Vandals destroy sensory garden at Roses for Autism

GUILFORD, Conn. (WTNH) — “They broke the trellis, they took the rose bushes. Over here is where the fence structure was being installed and that’s been knocked over,” said Michelle Ouimette, Managing Director for Roses for Autism.

Vandals have hit the Roses for Autism farm twice since the beginning of June. They’ve uprooted plants, taken garden statues and even went as far as to sprinkle some kind of plant killer on all of the beds.

“It was going to be a way to educate the public about how individuals with autism are impacted, bring the community together. We wanted families with children with autism to be able to come here so their children could look around and learn about themselves, a place where there wouldn’t be any judgement.”

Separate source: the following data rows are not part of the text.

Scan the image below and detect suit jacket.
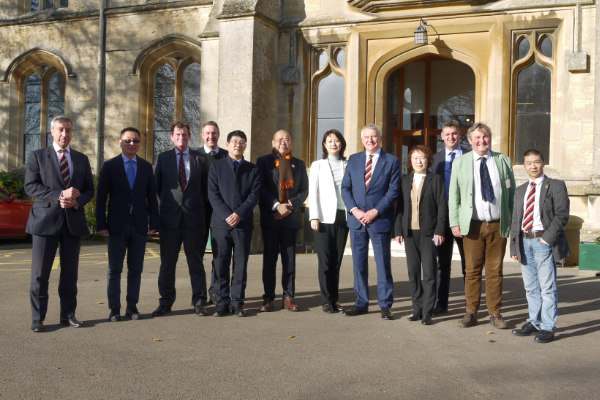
[256,154,308,229]
[154,149,207,229]
[394,172,448,236]
[25,145,94,237]
[510,176,569,261]
[208,157,261,230]
[308,159,348,224]
[448,151,516,238]
[96,154,158,235]
[342,151,401,232]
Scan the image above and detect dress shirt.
[471,151,504,222]
[521,174,545,232]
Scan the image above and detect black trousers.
[315,210,348,304]
[158,227,206,306]
[106,216,146,310]
[29,219,81,321]
[404,229,436,318]
[261,225,298,301]
[212,228,252,308]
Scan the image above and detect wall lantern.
[415,18,427,44]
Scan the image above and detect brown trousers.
[463,220,506,315]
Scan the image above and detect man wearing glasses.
[96,127,158,322]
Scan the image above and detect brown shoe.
[490,314,508,329]
[258,301,273,312]
[282,297,300,311]
[458,311,477,328]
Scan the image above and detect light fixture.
[415,18,427,44]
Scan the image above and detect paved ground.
[0,242,600,400]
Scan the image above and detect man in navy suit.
[96,127,158,322]
[152,121,207,317]
[431,119,468,314]
[25,116,94,332]
[342,124,401,320]
[208,131,261,317]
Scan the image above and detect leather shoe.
[125,306,142,321]
[152,304,171,317]
[31,319,45,332]
[381,307,394,321]
[258,300,273,312]
[60,316,83,328]
[281,297,300,311]
[512,322,538,336]
[346,306,369,317]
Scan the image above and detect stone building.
[0,0,600,242]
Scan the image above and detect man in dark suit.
[152,121,207,316]
[256,130,308,312]
[96,127,158,322]
[198,121,227,304]
[25,116,94,332]
[431,119,468,314]
[342,125,400,320]
[208,131,261,317]
[510,149,569,343]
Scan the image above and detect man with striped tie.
[25,116,94,332]
[510,149,569,343]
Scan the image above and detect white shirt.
[471,151,502,222]
[521,174,545,232]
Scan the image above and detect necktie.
[59,149,71,185]
[127,160,135,190]
[479,157,494,203]
[179,152,187,190]
[523,182,535,232]
[365,154,373,189]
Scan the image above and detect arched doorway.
[385,56,475,175]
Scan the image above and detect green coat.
[448,151,516,238]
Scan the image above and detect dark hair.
[321,129,346,160]
[523,149,546,162]
[406,144,433,169]
[227,131,248,143]
[171,121,191,135]
[119,126,142,139]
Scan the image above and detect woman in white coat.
[308,129,348,313]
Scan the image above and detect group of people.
[25,117,569,343]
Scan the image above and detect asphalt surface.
[0,241,600,400]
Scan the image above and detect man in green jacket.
[448,123,515,329]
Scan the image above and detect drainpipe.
[96,0,106,174]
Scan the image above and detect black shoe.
[60,316,83,328]
[512,322,538,336]
[31,319,46,332]
[152,305,171,317]
[346,306,369,317]
[533,329,554,343]
[108,308,121,322]
[125,306,143,320]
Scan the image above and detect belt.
[521,231,545,239]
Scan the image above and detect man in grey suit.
[25,116,94,332]
[152,121,207,317]
[510,149,569,343]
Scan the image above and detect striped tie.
[365,154,373,189]
[523,182,535,232]
[59,149,71,185]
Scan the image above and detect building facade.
[0,0,600,241]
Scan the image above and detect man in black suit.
[256,130,308,312]
[152,121,207,316]
[208,131,261,317]
[96,127,158,322]
[431,120,468,314]
[25,116,94,332]
[198,121,227,304]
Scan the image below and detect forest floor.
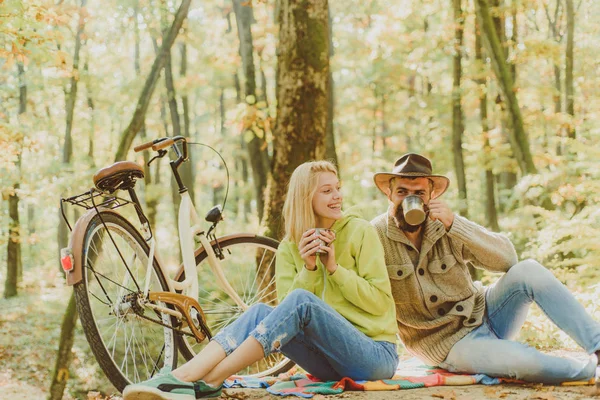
[0,285,598,400]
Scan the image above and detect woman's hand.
[319,230,337,274]
[298,229,320,271]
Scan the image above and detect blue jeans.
[440,260,600,384]
[213,289,398,381]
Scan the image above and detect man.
[371,154,600,383]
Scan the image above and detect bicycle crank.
[145,292,212,343]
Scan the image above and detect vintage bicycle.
[61,136,293,390]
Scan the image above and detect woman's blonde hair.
[283,161,337,244]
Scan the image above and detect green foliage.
[0,0,600,394]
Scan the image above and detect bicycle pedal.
[148,292,212,343]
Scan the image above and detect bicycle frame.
[144,192,248,310]
[135,137,248,310]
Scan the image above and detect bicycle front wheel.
[74,212,177,391]
[177,236,294,377]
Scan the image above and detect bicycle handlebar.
[133,141,154,153]
[133,136,186,153]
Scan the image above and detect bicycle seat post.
[169,140,188,194]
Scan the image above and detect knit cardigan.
[371,210,517,365]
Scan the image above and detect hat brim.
[373,172,450,199]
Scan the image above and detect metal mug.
[315,228,335,254]
[402,194,426,226]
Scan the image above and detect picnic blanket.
[225,358,501,398]
[224,358,595,398]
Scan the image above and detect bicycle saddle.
[92,161,144,193]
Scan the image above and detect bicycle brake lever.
[147,149,167,166]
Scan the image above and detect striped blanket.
[225,358,501,398]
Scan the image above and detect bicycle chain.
[135,313,212,340]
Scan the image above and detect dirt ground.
[0,287,599,400]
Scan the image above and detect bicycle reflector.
[60,247,75,272]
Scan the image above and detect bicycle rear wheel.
[177,236,294,377]
[74,212,177,391]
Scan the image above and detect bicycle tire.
[74,212,177,391]
[176,236,294,377]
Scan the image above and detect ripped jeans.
[213,289,398,381]
[440,260,600,384]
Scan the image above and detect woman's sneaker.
[123,373,223,400]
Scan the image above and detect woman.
[123,161,398,400]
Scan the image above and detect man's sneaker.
[123,373,223,400]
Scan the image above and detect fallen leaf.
[529,393,556,400]
[431,390,456,400]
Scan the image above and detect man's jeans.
[213,289,398,381]
[440,260,600,384]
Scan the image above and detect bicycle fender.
[66,207,118,286]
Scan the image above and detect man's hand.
[429,199,454,232]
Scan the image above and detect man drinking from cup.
[371,154,600,383]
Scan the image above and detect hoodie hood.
[331,206,364,232]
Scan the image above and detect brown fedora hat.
[373,153,450,199]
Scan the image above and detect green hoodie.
[275,208,398,343]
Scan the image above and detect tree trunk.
[565,0,576,139]
[233,0,270,221]
[325,7,338,168]
[4,183,21,298]
[452,0,469,218]
[265,0,329,238]
[475,0,537,175]
[115,0,191,161]
[475,19,500,232]
[83,61,96,168]
[179,43,196,201]
[165,51,185,221]
[48,292,77,400]
[63,0,87,164]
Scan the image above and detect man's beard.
[393,204,429,233]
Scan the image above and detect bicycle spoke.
[76,214,176,390]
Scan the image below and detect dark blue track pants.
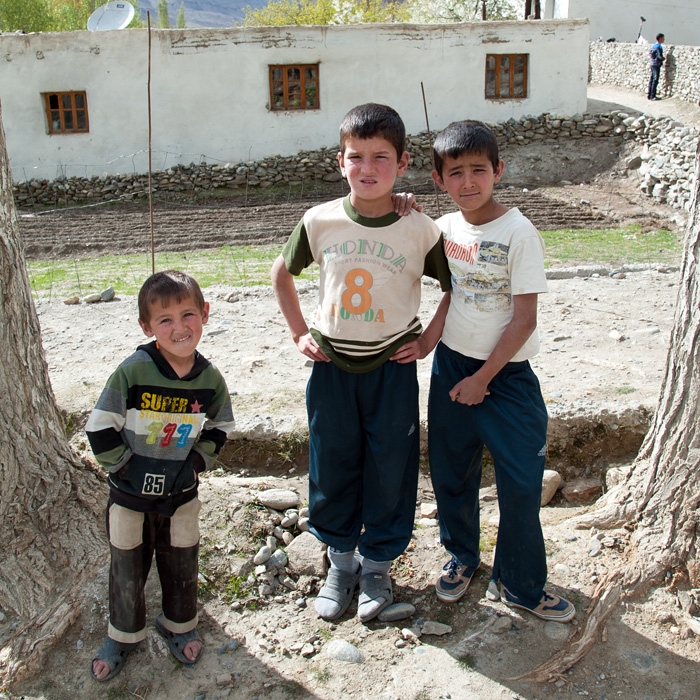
[306,361,420,561]
[428,343,547,605]
[107,498,201,643]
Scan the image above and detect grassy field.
[27,227,681,297]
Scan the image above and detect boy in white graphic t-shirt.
[423,121,576,622]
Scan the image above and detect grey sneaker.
[435,557,479,603]
[501,586,576,622]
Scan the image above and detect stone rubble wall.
[14,111,698,209]
[588,41,700,105]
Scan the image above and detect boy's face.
[338,136,409,216]
[433,153,504,224]
[139,297,209,366]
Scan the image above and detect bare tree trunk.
[522,131,700,681]
[0,101,105,682]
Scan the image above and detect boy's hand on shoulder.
[295,333,330,362]
[391,192,423,216]
[450,374,489,406]
[389,336,432,365]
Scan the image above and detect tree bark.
[521,129,700,681]
[0,98,106,682]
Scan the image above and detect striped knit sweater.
[85,342,234,516]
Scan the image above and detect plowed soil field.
[19,186,611,260]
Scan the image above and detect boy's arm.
[389,292,452,365]
[85,369,131,472]
[189,375,236,474]
[450,294,537,406]
[270,255,330,362]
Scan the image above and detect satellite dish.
[88,0,136,32]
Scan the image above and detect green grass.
[27,245,318,297]
[27,226,682,298]
[542,226,682,268]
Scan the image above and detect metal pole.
[420,80,442,216]
[146,12,156,274]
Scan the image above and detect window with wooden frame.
[486,53,528,100]
[44,92,90,134]
[270,63,319,111]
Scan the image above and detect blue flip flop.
[90,637,138,683]
[156,613,204,666]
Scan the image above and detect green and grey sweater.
[85,342,234,516]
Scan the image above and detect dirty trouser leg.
[156,498,197,634]
[107,503,154,644]
[428,343,484,566]
[477,362,547,606]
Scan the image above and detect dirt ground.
[5,87,700,700]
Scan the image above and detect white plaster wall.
[543,0,700,46]
[0,20,588,182]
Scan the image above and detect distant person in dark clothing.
[647,34,665,100]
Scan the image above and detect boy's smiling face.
[139,296,209,376]
[338,136,409,217]
[433,153,505,225]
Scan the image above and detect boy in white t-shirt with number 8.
[272,104,449,621]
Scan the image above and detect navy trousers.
[306,361,420,561]
[647,66,661,100]
[428,343,547,605]
[107,498,201,643]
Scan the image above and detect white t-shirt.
[437,209,547,362]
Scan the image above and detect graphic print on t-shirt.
[452,241,512,313]
[322,238,406,323]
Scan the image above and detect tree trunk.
[522,129,700,681]
[0,98,106,685]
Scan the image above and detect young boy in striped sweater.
[86,270,234,681]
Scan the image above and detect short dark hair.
[139,270,204,323]
[433,120,499,177]
[340,102,406,158]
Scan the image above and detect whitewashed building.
[0,20,589,182]
[542,0,700,46]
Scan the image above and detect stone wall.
[588,41,700,104]
[14,111,698,209]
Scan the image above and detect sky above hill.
[139,0,267,28]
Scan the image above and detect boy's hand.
[295,333,331,362]
[389,336,431,365]
[450,374,489,406]
[391,192,423,216]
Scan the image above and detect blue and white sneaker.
[435,557,479,603]
[501,586,576,622]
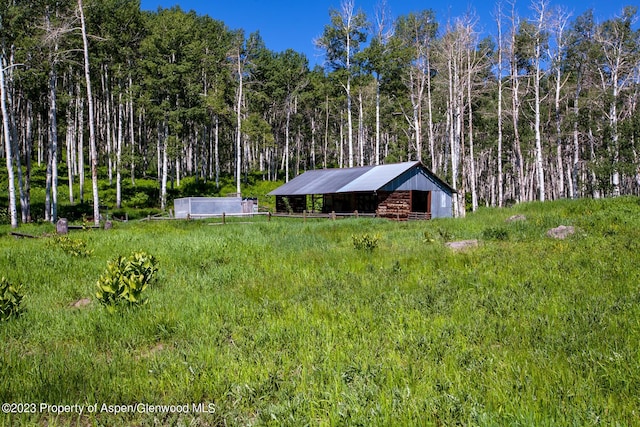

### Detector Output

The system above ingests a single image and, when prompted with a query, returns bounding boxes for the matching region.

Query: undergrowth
[0,198,640,426]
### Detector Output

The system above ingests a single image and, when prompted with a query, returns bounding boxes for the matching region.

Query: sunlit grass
[0,198,640,426]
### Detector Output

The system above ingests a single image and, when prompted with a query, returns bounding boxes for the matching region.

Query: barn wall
[378,167,453,218]
[276,196,307,213]
[378,191,411,220]
[173,197,243,218]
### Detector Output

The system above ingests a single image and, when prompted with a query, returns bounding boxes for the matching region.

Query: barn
[269,161,456,220]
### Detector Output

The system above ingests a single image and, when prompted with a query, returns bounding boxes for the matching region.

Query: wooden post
[56,218,69,234]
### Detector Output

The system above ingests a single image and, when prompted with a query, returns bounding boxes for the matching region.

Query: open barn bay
[0,197,640,426]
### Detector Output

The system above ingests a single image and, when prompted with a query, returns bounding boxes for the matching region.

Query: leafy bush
[482,227,509,241]
[50,236,93,257]
[351,233,380,251]
[0,277,23,321]
[96,252,158,308]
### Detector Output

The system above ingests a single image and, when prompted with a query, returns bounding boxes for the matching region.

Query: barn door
[411,190,431,214]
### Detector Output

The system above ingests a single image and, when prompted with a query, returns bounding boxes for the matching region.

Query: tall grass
[0,198,640,426]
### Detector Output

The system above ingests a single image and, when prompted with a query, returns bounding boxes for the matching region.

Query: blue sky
[141,0,635,67]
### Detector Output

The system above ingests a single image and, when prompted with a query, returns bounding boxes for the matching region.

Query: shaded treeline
[0,0,640,226]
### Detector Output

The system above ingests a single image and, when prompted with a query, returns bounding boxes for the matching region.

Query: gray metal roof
[269,161,438,196]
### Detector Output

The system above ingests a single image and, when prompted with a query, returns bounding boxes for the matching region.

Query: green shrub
[0,277,23,321]
[96,252,158,308]
[482,227,509,241]
[351,233,380,251]
[49,236,93,257]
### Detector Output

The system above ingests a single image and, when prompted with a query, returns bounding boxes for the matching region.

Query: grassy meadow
[0,198,640,426]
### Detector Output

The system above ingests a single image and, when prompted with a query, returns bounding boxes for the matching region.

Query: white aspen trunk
[0,52,18,228]
[322,95,329,169]
[358,89,364,166]
[5,49,30,223]
[77,91,84,203]
[346,75,353,168]
[127,74,136,186]
[555,67,565,201]
[213,115,220,188]
[467,50,478,212]
[103,65,117,186]
[497,4,504,207]
[66,94,76,204]
[570,87,581,199]
[609,67,620,197]
[283,97,291,182]
[78,0,100,225]
[116,93,124,209]
[374,75,380,166]
[47,67,58,222]
[427,54,438,173]
[23,99,33,222]
[511,39,525,202]
[236,51,243,196]
[158,122,169,211]
[311,115,317,169]
[534,0,545,202]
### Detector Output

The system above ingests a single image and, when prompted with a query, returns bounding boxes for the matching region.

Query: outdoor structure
[173,197,258,219]
[269,161,456,220]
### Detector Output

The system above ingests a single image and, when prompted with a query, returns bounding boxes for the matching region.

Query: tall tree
[78,0,100,225]
[596,7,639,196]
[315,0,369,167]
[394,10,438,169]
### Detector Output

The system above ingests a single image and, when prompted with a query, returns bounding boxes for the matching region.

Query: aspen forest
[0,0,640,227]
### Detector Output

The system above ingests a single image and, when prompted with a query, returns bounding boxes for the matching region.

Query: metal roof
[269,161,444,196]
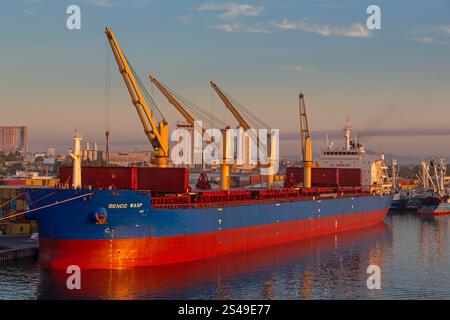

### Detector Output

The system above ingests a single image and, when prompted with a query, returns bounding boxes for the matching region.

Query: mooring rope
[0,192,94,221]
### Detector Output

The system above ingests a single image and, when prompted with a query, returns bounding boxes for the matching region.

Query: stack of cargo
[286,167,362,188]
[0,186,33,235]
[60,167,189,193]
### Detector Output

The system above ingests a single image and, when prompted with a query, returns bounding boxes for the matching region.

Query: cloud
[417,36,449,46]
[272,19,370,38]
[210,23,241,32]
[198,2,264,19]
[82,0,150,8]
[438,25,450,34]
[209,23,271,33]
[244,24,272,33]
[281,64,309,73]
[23,9,38,16]
[177,16,192,25]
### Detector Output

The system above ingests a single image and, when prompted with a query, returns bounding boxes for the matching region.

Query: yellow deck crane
[211,81,275,188]
[149,76,229,190]
[105,28,169,168]
[149,76,195,126]
[299,93,313,188]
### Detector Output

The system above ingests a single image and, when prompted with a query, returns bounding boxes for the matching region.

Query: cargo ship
[27,168,392,269]
[24,28,392,269]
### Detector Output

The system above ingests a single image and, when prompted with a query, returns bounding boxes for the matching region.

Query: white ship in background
[319,117,392,192]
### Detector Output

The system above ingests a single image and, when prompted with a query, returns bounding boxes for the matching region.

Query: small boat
[418,197,450,216]
[406,197,423,211]
[390,191,410,210]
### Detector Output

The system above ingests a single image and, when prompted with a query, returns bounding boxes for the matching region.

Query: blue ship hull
[27,189,392,269]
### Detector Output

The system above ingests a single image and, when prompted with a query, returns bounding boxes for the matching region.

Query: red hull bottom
[39,210,388,269]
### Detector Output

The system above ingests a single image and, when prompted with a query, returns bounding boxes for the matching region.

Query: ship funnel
[69,130,83,189]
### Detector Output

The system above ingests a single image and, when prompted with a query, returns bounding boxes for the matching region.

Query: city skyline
[0,0,450,157]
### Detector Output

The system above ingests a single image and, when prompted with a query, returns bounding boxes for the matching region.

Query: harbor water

Ouimette says on June 1st, they discovered the rose bushes had been torn out. They called police and responding officers were so moved by the crime they actually took up a collection and purchased new plants to bring the garden back to life. On June 12th, vandals struck again, this time doing even more damage.

“The plants that the police had donated, those were lilies, had been taken. This really exotic plant called a Yucca plant, a rhododendron, all the big blooming flowers were taken,” said Ouimette.

Ouimette says it took about 1000 hours of work to get the garden done. All of it was done by volunteers and individuals with autism. Ouimette says those who have been a part of the project are devastated.

“Yesterday there was one young man, he had built one of these garden beds right there and the entire day he stood watch right at the window there waiting for them to come back. I mean he felt violated,” said Ouimette.

A ribbon cutting ceremony scheduled for June 24th has been canceled. The plan now is to install surveillance cameras on the property and a gate at the front entrance. They will replant and rebuild once those security measures are in place.

“We just van’t understand why this has happened,” said Ouimette. “I just can’t imagine who or why you would destroy a sensory garden that was meant for the community.”